Since the day I got that first pink line, my goal was to make sure my child was familiar with lots of different fruits and vegetables. I loved them as a kid, and I had high hopes that he would, too. And he always has.
So, imagine my surprise the other night when he looked at me, squinched his nose in disgust, and said, “No, Mommy. I don’t want that healthy thing on my plate!”
It was an avocado. One of his very first foods.
I was completely floored. So this week, as I wandered the produce department while grocery shopping, contemplating this new development, I remembered a DVD I had at home. It’s called Copy Kids Eat Fruits and Vegetables, and its main purpose is to show kids enjoying their fruits and veggies in the hope of getting your kids to do the same. Pretty simple, right? Kids, unscripted, eating healthy things and having fun.
Simple? Sure. But effective? I was ready to find out.
The DVD is split into 12 yummy chapters, each focusing on a different fruit or vegetable (Bell Peppers, Cucumbers, Carrots, Avocado, Tomatoes, Broccoli, Oranges, Bananas, Raspberries, Strawberries, Apples & Blueberries.) We have NO problem with fruits, but since there is a chapter devoted to avocado, I tossed one into the cart, along with a cucumber, and headed home.
Let me preface this by saying that I was a bit skeptical.
Could something so simple possibly work? Did I really want my son doing anything just because he saw other kids doing it? Doesn’t that go against the way I parent him? Using peer pressure for good instead of evil is still allowing your behavior to be influenced by the masses, isn’t it? Would I actually be happy if my son followed along just because the kids on TV were doing it?
Then I told myself to shut up, and I gave him an avocado and a spoon, and sat him in front of the TV.
The children appeared on the screen, and they ate. One at a time, they smiled, laughed, took bites, and had fun. And you know what?
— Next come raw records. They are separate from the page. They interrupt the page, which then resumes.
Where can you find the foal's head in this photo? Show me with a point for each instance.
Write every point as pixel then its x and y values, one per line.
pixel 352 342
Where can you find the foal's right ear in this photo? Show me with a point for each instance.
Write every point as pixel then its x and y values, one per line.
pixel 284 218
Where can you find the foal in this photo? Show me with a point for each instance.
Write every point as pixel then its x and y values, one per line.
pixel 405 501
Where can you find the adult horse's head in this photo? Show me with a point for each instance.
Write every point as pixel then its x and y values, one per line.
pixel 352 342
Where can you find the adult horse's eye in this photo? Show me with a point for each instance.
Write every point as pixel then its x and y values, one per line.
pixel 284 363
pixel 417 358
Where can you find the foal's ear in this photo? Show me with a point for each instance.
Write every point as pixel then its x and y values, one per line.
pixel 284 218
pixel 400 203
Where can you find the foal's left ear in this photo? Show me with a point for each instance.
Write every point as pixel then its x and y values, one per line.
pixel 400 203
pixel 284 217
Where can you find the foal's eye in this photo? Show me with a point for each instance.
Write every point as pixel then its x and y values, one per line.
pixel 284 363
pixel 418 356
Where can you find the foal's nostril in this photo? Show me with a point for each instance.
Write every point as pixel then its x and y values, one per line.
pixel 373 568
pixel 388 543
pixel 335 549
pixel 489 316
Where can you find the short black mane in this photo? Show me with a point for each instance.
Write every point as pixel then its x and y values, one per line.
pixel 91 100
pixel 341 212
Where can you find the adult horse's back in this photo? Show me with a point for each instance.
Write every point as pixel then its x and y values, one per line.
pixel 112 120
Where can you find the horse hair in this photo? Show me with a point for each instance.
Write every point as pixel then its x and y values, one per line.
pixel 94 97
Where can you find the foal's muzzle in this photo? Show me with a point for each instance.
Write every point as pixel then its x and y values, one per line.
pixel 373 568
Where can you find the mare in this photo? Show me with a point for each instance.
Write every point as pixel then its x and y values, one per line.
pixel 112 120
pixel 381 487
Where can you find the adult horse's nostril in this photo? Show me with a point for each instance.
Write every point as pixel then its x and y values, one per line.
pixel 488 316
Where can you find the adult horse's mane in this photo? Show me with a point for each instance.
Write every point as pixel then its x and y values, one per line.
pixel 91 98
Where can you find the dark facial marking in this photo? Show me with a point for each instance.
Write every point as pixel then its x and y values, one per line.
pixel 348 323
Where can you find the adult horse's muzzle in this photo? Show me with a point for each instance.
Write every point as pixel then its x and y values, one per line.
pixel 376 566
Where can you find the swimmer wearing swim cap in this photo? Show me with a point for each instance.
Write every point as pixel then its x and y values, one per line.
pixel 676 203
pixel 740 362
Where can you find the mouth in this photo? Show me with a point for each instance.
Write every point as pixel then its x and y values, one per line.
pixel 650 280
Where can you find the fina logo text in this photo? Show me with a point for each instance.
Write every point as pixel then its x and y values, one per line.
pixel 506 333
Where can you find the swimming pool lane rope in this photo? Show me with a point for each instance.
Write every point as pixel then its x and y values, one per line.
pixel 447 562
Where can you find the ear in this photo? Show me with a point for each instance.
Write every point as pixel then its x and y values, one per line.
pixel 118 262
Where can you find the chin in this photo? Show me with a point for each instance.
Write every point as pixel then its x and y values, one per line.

Within minutes, he was scooping up his avocado, too. What!? Yup. It seemed to work. The cucumbers, too (and he’s usually pretty lukewarm about those.)
My husband hid in the kitchen and I caught him peering out, curious to see if there was any merit at all to this method. The look on his face was pretty funny when he saw that it did, in fact, work…and work well.
Our little man even got a little riled up and silly watching the other kids. See how he can stick his face in the avocado and eat like a puppy! Goofball.
After we watched the parts we really needed, he said “Mommy! I want the tomato one!” then proceeded to get really mad at me because we didn’t have a tomato. Same for the broccoli, and the carrot. So I made them for dinner…and now they’re in his belly. Mama <– happy. (But it’s highly suggested to have an array of fruits and veggies on hand for viewing. If your kid wants to go on a veg bender, you should probably be prepared.)
Now, in this case, we’re talking about a child who has always been really good about eating his veggies. And fruit? Well, I have to limit him, actually, or he’d eat nothing else. But I’m willing to go out on a limb here and suggest Copy Kids to any parent who might be concerned about their child’s pickiness at the table.
Why Copy Kids Eat Fruits and Vegetables just might get your kids hooked on fruits and veggies:
- It’s produced for children ages 6 months to 5 years, which are key ages for developing healthy eating habits.
- The DVD project was inspired by a real mom, Cai Dixon, and her real child, Bella, who was hesitant to try new things…until she saw other kids doing it. A simple concept that proved to be quite effective.
- Copy Kids is endorsed by renowned Dr. Jay Gordon, MD, and approved by the USDA. The DVD has since been added to their Education and Training Materials Database for pre-school nutrition.
- Copy Kids is the recipient of three childhood excellence awards, including PTPA (Parent Tested, Parent Approved.)